Meanwhile, in present day, a clever but self-centered film producer named Michael Deane faces the end of a career made successful more by selfishness and cunning than any creative decision. He’s made a name for himself by bankrolling the sort of TV shows and movies MTV would be likely to air and in return those shows and movies have bankrolled a lavish lifestyle Hollywood’s biggest names would envy.
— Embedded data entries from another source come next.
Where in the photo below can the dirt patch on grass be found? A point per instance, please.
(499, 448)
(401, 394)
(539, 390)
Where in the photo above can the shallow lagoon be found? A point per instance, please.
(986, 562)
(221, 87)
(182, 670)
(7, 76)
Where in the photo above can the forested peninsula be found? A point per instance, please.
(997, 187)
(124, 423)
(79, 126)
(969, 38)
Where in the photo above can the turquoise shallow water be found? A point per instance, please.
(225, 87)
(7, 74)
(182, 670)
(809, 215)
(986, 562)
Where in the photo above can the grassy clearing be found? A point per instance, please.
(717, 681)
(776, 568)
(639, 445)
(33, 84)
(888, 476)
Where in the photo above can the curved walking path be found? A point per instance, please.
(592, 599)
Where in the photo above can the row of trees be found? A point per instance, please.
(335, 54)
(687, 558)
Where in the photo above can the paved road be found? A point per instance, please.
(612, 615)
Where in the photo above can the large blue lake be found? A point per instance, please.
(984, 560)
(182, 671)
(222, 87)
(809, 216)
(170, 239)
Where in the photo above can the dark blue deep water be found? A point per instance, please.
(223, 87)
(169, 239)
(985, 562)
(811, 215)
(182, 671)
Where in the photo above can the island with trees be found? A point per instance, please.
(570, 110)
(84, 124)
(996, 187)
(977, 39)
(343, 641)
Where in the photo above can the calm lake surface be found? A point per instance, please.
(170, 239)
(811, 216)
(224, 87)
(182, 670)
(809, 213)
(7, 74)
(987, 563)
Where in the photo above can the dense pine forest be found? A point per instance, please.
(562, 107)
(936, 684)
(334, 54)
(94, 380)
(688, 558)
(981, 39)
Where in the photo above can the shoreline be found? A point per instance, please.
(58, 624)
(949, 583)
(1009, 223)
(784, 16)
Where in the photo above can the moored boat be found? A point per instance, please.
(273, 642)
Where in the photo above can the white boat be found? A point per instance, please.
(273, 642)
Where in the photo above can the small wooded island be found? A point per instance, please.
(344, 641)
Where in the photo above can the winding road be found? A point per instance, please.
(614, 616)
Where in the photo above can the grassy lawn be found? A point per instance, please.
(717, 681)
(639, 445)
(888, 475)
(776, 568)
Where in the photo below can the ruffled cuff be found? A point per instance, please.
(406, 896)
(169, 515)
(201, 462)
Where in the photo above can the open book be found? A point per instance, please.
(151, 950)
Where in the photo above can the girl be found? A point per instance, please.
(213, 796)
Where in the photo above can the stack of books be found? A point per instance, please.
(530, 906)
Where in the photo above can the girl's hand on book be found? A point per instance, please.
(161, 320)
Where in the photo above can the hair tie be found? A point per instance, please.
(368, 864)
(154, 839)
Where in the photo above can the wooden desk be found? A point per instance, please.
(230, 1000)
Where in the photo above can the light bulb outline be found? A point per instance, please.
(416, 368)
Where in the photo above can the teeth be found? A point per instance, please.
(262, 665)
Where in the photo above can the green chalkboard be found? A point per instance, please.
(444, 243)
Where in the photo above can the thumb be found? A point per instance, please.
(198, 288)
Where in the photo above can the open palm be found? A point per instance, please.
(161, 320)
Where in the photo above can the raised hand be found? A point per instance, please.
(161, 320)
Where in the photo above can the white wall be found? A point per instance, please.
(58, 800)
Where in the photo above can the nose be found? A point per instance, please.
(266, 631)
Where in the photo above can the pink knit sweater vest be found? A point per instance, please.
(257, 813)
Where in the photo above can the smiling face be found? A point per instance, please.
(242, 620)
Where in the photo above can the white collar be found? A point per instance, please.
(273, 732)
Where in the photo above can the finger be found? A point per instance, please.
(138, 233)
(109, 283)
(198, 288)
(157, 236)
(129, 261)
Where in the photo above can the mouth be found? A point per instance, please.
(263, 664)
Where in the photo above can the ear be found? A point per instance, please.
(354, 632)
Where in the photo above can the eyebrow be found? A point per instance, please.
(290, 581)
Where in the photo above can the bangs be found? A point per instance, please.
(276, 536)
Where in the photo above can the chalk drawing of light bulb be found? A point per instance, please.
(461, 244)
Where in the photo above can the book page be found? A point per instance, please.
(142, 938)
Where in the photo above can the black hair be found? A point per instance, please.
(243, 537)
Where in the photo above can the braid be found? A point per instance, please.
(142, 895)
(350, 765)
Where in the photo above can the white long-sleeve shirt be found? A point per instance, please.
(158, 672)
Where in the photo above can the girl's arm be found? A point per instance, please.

As he seeks one final project to cap his career – and to free him from what he believes to be a constraining contract – Deane is confronted by the memory of the young actress who he shipped off to a small Italian coastal village to save the reputation of his star, Richard Burton, and Burton’s famous relationship with the renowned Elizabeth Taylor, an actress who, although she never never appears in the book, haunts its every passage.

Meanwhile we meet Dee’ son, a gifted but troubled musician now entering middle age; Dean’s young assistant, Claire, who is caught between her boss’s gift at making money and her own aspirations; Shane, a not-so-gifted screen writer who thinks the tragic story of the Donner party would make for a successful film for Deane’s studio; and a war-burned wannabe writer named Alvis Bender who, in the early 60′s, pens in Pasquale’s cliff-side hotel the first mournful chapter of the novel he never finishes.

Along the way we meet the drink-obsessed Richard Burton, read an inventive chapter from Deane’s tell-all memoir, and dive into a fictional behind-the-scenes portrayal of one of Hollywood’s most legendary films.

But this isn’t a novel about film or writing or Italy or music or love or sickness or death. It’s a novel of great depth about the way our lives mean, about how each life is, as the title suggests, both beautiful and ruined and how, perhaps, each life is beautiful because of the ruins.

So, yes, this is one of those contemporary novels that fits within that aforementioned trend we’re so familiar with. But Beautiful Ruins is decidedly not just one of those dozen worth a dime. It’s far too fully realized in both narrative structure and character and is therefore a book that deserves all the accolades its received. It’s a true work of art that both celebrates this life and mourns its inevitable passing. Beautiful, riveting, haunting, and close to a modern classic, it proves that Mr. Walter is a truly great novelist.